Jeense is a deposit of approximately 50% -80% of the property market value. At the end of its lease, the deposit is returned to the tenant. For the owner, Jeense is a loan without interest, which is free to invest.
However, the tenants will generally obtain a loan to finance the Jeense deposit, which Rhee said that it causes “a lot of load and excess debt in the housing system.”
He points out that although the relationship of general debt of households to households has not increased significantly in recent years, the increase in interest rates has increased the burden of addressing the debt, “which has been the main concern for the Bok and the Korean government. “
Rhee said that, although the BOK had reduced rates twice to take them to 3% at the end of last year, banks have not transmitted lower interest rates to consumers.
This means that although the Bok has reduced rates, the interest costs of the tenants have not decreased.
Ryota Abe, economist of global markets and the Treasury Department for Asia Pacific in Summ Be fragile.
“In the event that (a) the credit crunch occurs because the borrowers cannot pay the debt, since it is too large, the problem will bring deflationary pressures and an economic recession.”
Abe cited figures from the Bank of International Settlements, which said that the debt index of the households of South Korea was 91% of GDP to the second quarter of 2024. In comparison, the debt of households in other advanced countries is 68.9 % on average.
Compared, International Monetary Fund data He showed that the country had the highest relationship of debt to households from home to GDP among Asian countries in 2023, in 93.54.
China, the largest economy in Asia, had a proportion of 63.67, while for India it was 39.16. Japan had a proportion of 65.66 in 2023.
Abe also said that the relationship between the debt with the available net income was 186% in 2023 in South Korea, having globalized 130% in 2008.
The data show that the speed of the increase in debt is faster than the increase in wages and GDP, which implies that the economy of South Korea, particularly the domestic sector, depends largely on the debt, said Abe .
“In a case in which the sector does not pay the debt, negative shocks would be huge, which would not be limited in the sector but for the financial sector. If such shock occurs, the economy will be in catastrophe. Therefore, the Korean authorities must reduce such risks in advance, “he added.

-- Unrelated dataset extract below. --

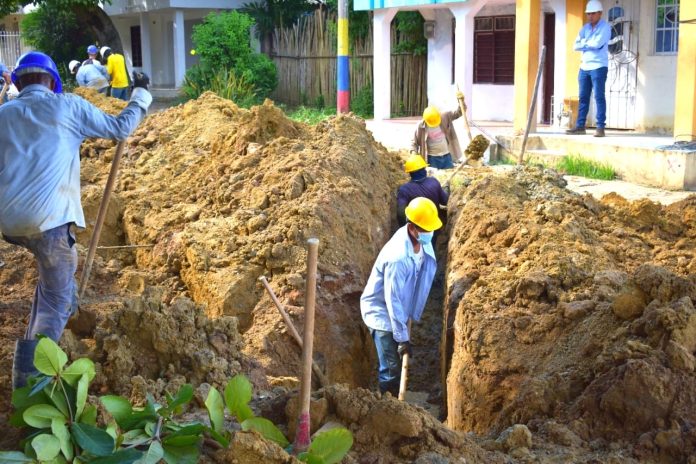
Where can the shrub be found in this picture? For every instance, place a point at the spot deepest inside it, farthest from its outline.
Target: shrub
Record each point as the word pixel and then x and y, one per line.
pixel 222 43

The Bok faces a difficult path. It must reduce rates to stimulate a deceleration economy and relieve debt service load, but a rate cut would weaken the profits and increase imported inflation.
More importantly, Rhee de Endowus said that a rate cut could stimulate an increase in the possible demand of houses, which leads to an acceleration in the debt of pending households.
“If interest rates and debt increases decrease and this is used to stimulate the demand for housing, which makes housing prices and rental prices increase, then it is inflationary and Bok would like to limit the inflationary impact “Rhee said.
Alex Holmes, Asia Research Director of the Economist Intelligence Unit, told CNBC. “Squawk Box Asia“In early January that 2024 was the first year when household debt had decreased as a percentage of GDP, and the Bok will not want to reduce rates too fast to avoid a rebound.